Our case report therefore adds important context regarding the application of pimavanserin in patients with DLB. As Hershey et al point out, pimavanserin may fill the gap for patients with DLB psychotic symptoms that do not respond to cholinesterase inhibitors, which are contraindicated in patients with arrhythmias, but caution is needed as pimavanserin may be associated with an increased risk of death for elderly patients [14]. Burstein has countered that pimavanserin has been well tolerated in multiple studies featuring elderly fragile patients [32], and that was our experience in this case series, as pimavanserin appeared tolerable for each of our patients and resulted in long-lasting positive effects for 3 of our 4 patients.

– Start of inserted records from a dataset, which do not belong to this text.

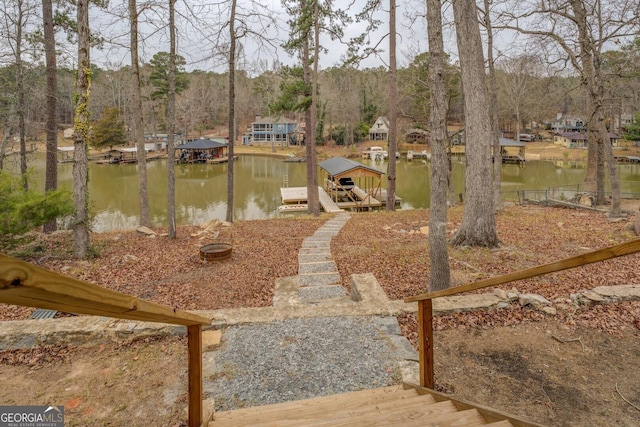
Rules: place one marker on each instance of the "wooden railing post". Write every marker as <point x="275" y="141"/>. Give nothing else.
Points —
<point x="194" y="343"/>
<point x="425" y="342"/>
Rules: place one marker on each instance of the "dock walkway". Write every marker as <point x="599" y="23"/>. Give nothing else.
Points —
<point x="298" y="196"/>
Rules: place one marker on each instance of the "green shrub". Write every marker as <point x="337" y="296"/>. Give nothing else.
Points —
<point x="21" y="210"/>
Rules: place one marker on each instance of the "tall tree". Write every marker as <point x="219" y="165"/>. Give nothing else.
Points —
<point x="232" y="109"/>
<point x="51" y="124"/>
<point x="440" y="273"/>
<point x="393" y="110"/>
<point x="137" y="126"/>
<point x="302" y="25"/>
<point x="81" y="134"/>
<point x="493" y="111"/>
<point x="171" y="123"/>
<point x="575" y="32"/>
<point x="313" y="198"/>
<point x="109" y="130"/>
<point x="478" y="226"/>
<point x="16" y="15"/>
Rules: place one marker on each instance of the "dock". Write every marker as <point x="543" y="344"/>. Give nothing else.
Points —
<point x="294" y="199"/>
<point x="627" y="159"/>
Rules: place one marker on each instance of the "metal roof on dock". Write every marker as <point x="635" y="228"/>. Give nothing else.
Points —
<point x="337" y="166"/>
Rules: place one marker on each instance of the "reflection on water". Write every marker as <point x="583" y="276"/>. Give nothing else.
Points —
<point x="201" y="188"/>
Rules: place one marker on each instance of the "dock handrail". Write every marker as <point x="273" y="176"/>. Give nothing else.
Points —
<point x="425" y="306"/>
<point x="22" y="283"/>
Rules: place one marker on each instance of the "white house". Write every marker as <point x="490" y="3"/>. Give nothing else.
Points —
<point x="380" y="130"/>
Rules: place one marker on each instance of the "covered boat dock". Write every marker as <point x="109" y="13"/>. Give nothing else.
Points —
<point x="512" y="151"/>
<point x="203" y="151"/>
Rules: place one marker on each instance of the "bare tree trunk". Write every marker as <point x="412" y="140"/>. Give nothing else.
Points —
<point x="478" y="227"/>
<point x="81" y="133"/>
<point x="440" y="274"/>
<point x="20" y="102"/>
<point x="138" y="122"/>
<point x="51" y="164"/>
<point x="171" y="124"/>
<point x="393" y="110"/>
<point x="6" y="134"/>
<point x="493" y="112"/>
<point x="313" y="204"/>
<point x="232" y="109"/>
<point x="615" y="210"/>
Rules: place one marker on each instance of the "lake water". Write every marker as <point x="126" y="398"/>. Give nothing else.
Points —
<point x="201" y="188"/>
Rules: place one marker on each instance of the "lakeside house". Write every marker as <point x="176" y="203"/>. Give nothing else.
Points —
<point x="578" y="139"/>
<point x="380" y="130"/>
<point x="271" y="130"/>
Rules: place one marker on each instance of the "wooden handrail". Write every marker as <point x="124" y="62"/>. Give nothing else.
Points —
<point x="25" y="284"/>
<point x="425" y="309"/>
<point x="622" y="249"/>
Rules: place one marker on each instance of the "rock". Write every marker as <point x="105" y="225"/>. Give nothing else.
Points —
<point x="146" y="230"/>
<point x="565" y="307"/>
<point x="619" y="292"/>
<point x="533" y="300"/>
<point x="130" y="258"/>
<point x="593" y="296"/>
<point x="501" y="293"/>
<point x="208" y="224"/>
<point x="549" y="310"/>
<point x="513" y="294"/>
<point x="586" y="201"/>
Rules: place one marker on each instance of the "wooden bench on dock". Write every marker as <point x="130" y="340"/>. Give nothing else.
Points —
<point x="365" y="199"/>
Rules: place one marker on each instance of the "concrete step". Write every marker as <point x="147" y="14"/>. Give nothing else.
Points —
<point x="314" y="294"/>
<point x="318" y="279"/>
<point x="317" y="267"/>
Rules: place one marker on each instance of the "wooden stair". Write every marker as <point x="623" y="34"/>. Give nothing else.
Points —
<point x="389" y="406"/>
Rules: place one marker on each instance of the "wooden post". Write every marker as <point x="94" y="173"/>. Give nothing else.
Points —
<point x="194" y="342"/>
<point x="425" y="342"/>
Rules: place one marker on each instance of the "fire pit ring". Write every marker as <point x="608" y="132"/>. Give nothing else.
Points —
<point x="215" y="252"/>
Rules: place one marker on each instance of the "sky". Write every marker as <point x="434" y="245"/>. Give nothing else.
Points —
<point x="199" y="23"/>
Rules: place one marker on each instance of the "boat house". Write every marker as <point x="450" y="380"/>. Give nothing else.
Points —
<point x="352" y="185"/>
<point x="512" y="151"/>
<point x="203" y="151"/>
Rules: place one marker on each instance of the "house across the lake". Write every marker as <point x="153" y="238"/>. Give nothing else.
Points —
<point x="380" y="130"/>
<point x="268" y="130"/>
<point x="578" y="139"/>
<point x="203" y="150"/>
<point x="564" y="123"/>
<point x="419" y="136"/>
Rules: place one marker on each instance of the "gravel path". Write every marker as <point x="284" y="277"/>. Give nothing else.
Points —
<point x="298" y="359"/>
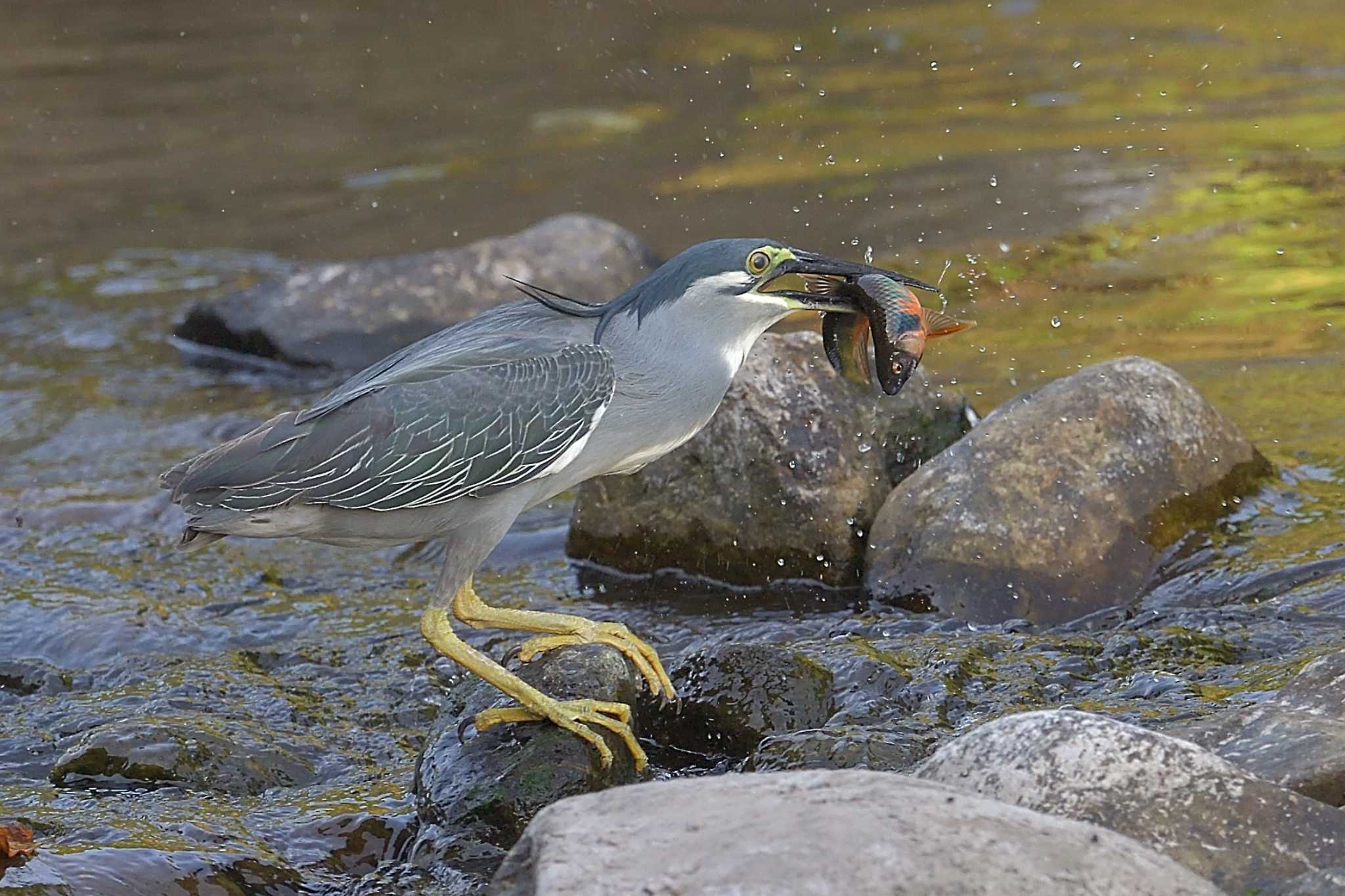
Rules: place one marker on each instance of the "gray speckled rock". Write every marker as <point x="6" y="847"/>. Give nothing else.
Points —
<point x="820" y="833"/>
<point x="350" y="314"/>
<point x="1187" y="802"/>
<point x="1057" y="503"/>
<point x="779" y="485"/>
<point x="475" y="798"/>
<point x="1297" y="739"/>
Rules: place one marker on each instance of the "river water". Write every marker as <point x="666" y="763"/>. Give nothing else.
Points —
<point x="1087" y="182"/>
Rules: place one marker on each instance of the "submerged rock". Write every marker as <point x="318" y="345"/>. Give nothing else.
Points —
<point x="1059" y="501"/>
<point x="735" y="695"/>
<point x="782" y="482"/>
<point x="891" y="747"/>
<point x="1202" y="812"/>
<point x="475" y="797"/>
<point x="174" y="753"/>
<point x="822" y="832"/>
<point x="1297" y="739"/>
<point x="135" y="872"/>
<point x="350" y="314"/>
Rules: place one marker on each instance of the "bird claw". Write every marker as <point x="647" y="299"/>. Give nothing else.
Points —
<point x="617" y="636"/>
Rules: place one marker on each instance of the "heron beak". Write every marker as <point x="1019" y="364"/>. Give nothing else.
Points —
<point x="816" y="281"/>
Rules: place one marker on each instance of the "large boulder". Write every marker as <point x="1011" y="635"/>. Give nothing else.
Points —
<point x="1181" y="800"/>
<point x="822" y="832"/>
<point x="782" y="484"/>
<point x="735" y="695"/>
<point x="349" y="314"/>
<point x="1059" y="501"/>
<point x="1296" y="739"/>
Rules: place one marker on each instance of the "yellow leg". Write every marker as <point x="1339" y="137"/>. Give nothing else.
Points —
<point x="573" y="715"/>
<point x="563" y="630"/>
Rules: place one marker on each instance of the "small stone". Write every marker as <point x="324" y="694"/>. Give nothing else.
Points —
<point x="1184" y="801"/>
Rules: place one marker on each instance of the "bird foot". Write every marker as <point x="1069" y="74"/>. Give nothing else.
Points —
<point x="575" y="716"/>
<point x="613" y="634"/>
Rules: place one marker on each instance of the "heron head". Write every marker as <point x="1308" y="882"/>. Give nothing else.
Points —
<point x="752" y="278"/>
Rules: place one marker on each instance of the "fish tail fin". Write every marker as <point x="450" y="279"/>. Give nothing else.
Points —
<point x="940" y="324"/>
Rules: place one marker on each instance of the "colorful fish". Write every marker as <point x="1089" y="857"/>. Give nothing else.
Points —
<point x="893" y="320"/>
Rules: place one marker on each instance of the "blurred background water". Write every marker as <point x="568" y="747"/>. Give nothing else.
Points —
<point x="1099" y="181"/>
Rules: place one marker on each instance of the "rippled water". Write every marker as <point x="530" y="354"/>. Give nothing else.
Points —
<point x="1139" y="178"/>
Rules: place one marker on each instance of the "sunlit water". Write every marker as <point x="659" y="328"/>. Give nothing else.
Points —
<point x="1155" y="179"/>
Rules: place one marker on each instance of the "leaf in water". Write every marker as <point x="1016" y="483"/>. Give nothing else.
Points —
<point x="15" y="844"/>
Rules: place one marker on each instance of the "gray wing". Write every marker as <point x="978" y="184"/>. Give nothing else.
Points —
<point x="413" y="435"/>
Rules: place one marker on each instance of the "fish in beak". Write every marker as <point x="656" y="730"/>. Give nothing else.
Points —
<point x="862" y="304"/>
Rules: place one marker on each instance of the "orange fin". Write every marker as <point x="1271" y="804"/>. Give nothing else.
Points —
<point x="820" y="284"/>
<point x="940" y="324"/>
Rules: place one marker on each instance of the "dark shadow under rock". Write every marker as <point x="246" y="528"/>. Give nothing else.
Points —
<point x="735" y="695"/>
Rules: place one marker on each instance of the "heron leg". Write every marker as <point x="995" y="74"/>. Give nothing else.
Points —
<point x="575" y="716"/>
<point x="562" y="630"/>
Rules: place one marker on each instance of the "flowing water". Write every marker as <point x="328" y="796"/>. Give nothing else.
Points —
<point x="1088" y="182"/>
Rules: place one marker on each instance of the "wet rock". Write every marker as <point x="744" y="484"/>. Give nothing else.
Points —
<point x="821" y="832"/>
<point x="174" y="753"/>
<point x="738" y="694"/>
<point x="894" y="747"/>
<point x="350" y="314"/>
<point x="1329" y="882"/>
<point x="475" y="798"/>
<point x="782" y="482"/>
<point x="135" y="872"/>
<point x="1297" y="739"/>
<point x="1057" y="503"/>
<point x="1187" y="802"/>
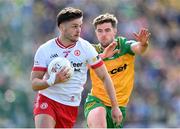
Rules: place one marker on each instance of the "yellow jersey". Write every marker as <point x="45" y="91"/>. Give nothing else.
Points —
<point x="121" y="70"/>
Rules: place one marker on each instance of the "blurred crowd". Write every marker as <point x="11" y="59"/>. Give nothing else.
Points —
<point x="26" y="24"/>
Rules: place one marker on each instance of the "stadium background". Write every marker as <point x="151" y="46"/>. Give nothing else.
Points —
<point x="26" y="24"/>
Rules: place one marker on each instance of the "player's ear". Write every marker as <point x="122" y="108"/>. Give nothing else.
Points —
<point x="61" y="27"/>
<point x="115" y="31"/>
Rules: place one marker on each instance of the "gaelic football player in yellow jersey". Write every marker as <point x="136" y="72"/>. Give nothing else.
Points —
<point x="120" y="66"/>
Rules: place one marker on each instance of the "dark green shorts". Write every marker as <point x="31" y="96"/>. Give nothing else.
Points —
<point x="92" y="102"/>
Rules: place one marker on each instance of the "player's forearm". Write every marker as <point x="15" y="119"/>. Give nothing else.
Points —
<point x="139" y="48"/>
<point x="38" y="84"/>
<point x="110" y="90"/>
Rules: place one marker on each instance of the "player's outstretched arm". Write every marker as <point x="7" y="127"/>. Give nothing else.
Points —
<point x="142" y="43"/>
<point x="109" y="51"/>
<point x="108" y="84"/>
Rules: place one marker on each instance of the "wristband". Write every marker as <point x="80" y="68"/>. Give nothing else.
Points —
<point x="51" y="79"/>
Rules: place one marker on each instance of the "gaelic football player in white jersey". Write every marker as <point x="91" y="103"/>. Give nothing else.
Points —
<point x="56" y="105"/>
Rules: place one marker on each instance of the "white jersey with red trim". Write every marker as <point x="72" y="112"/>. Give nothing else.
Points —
<point x="80" y="55"/>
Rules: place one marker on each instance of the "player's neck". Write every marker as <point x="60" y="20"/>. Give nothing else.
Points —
<point x="65" y="42"/>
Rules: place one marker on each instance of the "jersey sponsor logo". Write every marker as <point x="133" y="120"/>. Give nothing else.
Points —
<point x="119" y="69"/>
<point x="72" y="98"/>
<point x="54" y="55"/>
<point x="95" y="59"/>
<point x="89" y="105"/>
<point x="77" y="66"/>
<point x="43" y="105"/>
<point x="36" y="62"/>
<point x="66" y="53"/>
<point x="77" y="52"/>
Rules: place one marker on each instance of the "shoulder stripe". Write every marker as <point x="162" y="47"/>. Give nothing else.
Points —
<point x="97" y="65"/>
<point x="39" y="69"/>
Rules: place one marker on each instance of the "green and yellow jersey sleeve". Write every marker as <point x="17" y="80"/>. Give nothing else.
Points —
<point x="121" y="70"/>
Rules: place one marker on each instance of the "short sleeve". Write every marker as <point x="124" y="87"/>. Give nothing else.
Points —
<point x="39" y="61"/>
<point x="93" y="58"/>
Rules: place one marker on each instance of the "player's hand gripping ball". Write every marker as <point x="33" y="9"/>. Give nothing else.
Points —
<point x="58" y="63"/>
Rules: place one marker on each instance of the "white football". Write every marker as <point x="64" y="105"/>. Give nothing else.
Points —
<point x="58" y="63"/>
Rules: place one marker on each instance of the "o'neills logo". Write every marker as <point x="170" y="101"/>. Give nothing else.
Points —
<point x="119" y="69"/>
<point x="43" y="105"/>
<point x="77" y="53"/>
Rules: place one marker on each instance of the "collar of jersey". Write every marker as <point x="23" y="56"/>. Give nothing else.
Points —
<point x="59" y="43"/>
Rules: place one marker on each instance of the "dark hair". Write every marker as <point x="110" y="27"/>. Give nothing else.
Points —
<point x="68" y="14"/>
<point x="105" y="18"/>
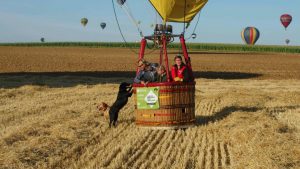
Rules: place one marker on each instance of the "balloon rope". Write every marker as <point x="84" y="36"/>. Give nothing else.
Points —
<point x="184" y="13"/>
<point x="119" y="27"/>
<point x="123" y="37"/>
<point x="194" y="30"/>
<point x="127" y="11"/>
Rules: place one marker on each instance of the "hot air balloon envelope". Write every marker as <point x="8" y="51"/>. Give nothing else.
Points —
<point x="250" y="35"/>
<point x="194" y="35"/>
<point x="103" y="25"/>
<point x="178" y="10"/>
<point x="84" y="21"/>
<point x="286" y="19"/>
<point x="121" y="2"/>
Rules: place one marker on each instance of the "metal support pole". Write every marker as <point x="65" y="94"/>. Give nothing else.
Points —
<point x="186" y="55"/>
<point x="142" y="51"/>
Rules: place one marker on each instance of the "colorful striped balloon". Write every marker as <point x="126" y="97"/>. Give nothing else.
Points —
<point x="250" y="35"/>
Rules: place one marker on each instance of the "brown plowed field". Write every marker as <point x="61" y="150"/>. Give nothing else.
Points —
<point x="247" y="112"/>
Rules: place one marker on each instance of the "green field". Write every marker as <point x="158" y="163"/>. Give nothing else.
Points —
<point x="191" y="46"/>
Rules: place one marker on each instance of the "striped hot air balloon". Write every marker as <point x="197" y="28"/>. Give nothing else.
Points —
<point x="286" y="19"/>
<point x="250" y="35"/>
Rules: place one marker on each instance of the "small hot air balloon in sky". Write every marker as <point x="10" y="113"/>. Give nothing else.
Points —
<point x="84" y="21"/>
<point x="121" y="2"/>
<point x="250" y="35"/>
<point x="286" y="19"/>
<point x="194" y="35"/>
<point x="103" y="25"/>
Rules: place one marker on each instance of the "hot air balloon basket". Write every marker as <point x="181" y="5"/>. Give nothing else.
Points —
<point x="165" y="105"/>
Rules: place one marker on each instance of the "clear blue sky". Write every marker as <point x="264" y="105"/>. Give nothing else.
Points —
<point x="221" y="21"/>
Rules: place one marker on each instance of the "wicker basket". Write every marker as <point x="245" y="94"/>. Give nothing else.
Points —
<point x="176" y="106"/>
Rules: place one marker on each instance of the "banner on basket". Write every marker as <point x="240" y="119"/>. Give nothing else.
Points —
<point x="148" y="98"/>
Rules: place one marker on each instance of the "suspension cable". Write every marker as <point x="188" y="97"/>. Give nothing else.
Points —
<point x="119" y="27"/>
<point x="194" y="30"/>
<point x="184" y="13"/>
<point x="123" y="37"/>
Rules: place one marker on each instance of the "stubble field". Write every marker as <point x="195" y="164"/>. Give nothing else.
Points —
<point x="247" y="112"/>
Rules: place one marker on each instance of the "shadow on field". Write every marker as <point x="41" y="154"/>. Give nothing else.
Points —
<point x="203" y="120"/>
<point x="225" y="75"/>
<point x="220" y="53"/>
<point x="70" y="79"/>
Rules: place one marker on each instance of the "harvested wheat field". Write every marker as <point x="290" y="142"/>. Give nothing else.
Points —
<point x="247" y="112"/>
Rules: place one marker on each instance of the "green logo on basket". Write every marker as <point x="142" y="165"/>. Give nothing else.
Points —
<point x="147" y="98"/>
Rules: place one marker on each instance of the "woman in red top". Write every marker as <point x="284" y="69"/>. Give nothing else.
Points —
<point x="179" y="70"/>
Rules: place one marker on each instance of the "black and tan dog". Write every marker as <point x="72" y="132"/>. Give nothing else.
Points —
<point x="125" y="91"/>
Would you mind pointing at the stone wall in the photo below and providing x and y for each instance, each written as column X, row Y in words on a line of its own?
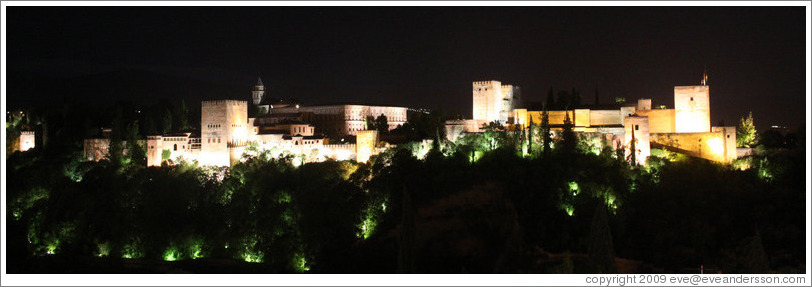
column 224, row 124
column 659, row 120
column 709, row 145
column 605, row 118
column 640, row 127
column 729, row 139
column 487, row 100
column 365, row 145
column 692, row 109
column 27, row 140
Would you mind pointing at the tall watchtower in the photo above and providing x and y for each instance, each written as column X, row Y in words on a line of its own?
column 487, row 100
column 223, row 131
column 692, row 109
column 259, row 92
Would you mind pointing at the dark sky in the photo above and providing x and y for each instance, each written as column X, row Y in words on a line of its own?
column 428, row 56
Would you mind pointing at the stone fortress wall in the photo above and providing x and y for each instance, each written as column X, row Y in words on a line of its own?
column 679, row 129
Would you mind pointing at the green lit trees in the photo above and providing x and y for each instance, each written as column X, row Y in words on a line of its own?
column 746, row 132
column 569, row 141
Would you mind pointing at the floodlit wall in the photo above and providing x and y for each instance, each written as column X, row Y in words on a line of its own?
column 692, row 109
column 709, row 145
column 224, row 124
column 346, row 119
column 154, row 150
column 581, row 117
column 643, row 104
column 27, row 140
column 487, row 98
column 660, row 120
column 729, row 139
column 365, row 145
column 99, row 148
column 510, row 99
column 604, row 118
column 640, row 127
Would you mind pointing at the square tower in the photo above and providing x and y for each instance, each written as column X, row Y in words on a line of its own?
column 691, row 109
column 487, row 100
column 223, row 128
column 511, row 96
column 638, row 126
column 154, row 150
column 27, row 140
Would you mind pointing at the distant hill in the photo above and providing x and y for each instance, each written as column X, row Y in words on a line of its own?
column 142, row 87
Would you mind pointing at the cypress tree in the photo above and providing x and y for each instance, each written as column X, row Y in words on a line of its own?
column 550, row 99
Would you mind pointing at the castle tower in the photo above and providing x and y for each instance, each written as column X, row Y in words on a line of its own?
column 692, row 109
column 27, row 140
column 259, row 92
column 154, row 150
column 639, row 126
column 223, row 131
column 487, row 100
column 511, row 95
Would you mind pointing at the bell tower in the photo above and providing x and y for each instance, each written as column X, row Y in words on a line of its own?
column 259, row 92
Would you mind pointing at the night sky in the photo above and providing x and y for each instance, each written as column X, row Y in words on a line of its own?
column 422, row 57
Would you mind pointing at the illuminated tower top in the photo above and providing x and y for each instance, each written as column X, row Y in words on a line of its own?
column 705, row 78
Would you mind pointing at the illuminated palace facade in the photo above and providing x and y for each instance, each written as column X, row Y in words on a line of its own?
column 685, row 128
column 227, row 132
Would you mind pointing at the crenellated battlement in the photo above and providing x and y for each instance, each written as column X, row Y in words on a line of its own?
column 486, row 83
column 224, row 102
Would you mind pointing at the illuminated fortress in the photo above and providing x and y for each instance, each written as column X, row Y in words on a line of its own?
column 685, row 129
column 290, row 130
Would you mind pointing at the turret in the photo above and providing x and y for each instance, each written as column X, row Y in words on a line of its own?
column 259, row 92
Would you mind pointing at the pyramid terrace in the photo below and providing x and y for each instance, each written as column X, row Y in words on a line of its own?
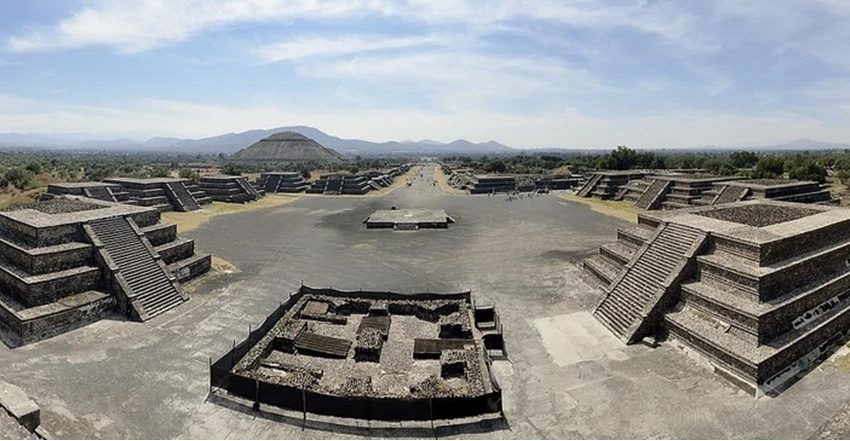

Finally, it is unclear why pimavanserin improved psychosis in Patients 1, 2, and 4 but not Patient 3. In a retrospective cohort study comparing pimavanserin and quetiapine in patients with PD and DLB (without differentiation between the 2 patient groups), Horn et al found that pimavanserin may be more useful than quetiapine for promptly addressing psychosis, and they also note that 5 of the 8 patients who discontinued pimavanserin also took quetiapine concurrently at some point in their care [33]. As we have shown, multiple patients in our case series received quetiapine at some point in their care; however, only the patient who eventually discontinued pimavanserin received pimavanserin and quetiapine concurrently. Although this may suggest that the combination of drugs led to the lack of efficacy for pimavanserin in this patient, additional research is necessary to investigate this point.

Conclusions

Given that this is a small case series and not a clinical trial, we cannot definitively remark upon the value of pimavanserin for patients with DLB and psychosis. Nevertheless, this case series is useful in that it includes 4 patients with DLB who presented with a variety of clinical histories, including, for instance, patients with a neuroleptic malignant syndrome or PTSD. The case series also combines the insights of 2 experienced geriatric psychiatrists who directly interacted with the patients and their caretakers. That work shows that for some patients with DLB who experience treatment-resistant psychosis, the new second-generation atypical antipsychotic pimavanserin may reduce distressful hallucinations and delusions while avoiding the side effects of other second-generation antipsychotics. Additional clinical trial data in patients with DLB and psychosis would be useful, but in the meantime, our case series suggests that the clinical trial findings observed in other dementia populations may be relevant for patients with DLB and that the risk-versus-benefit ratio for pimavanserin appears likely to be favorable in many patients who suffer from psychosis in this debilitating disorder.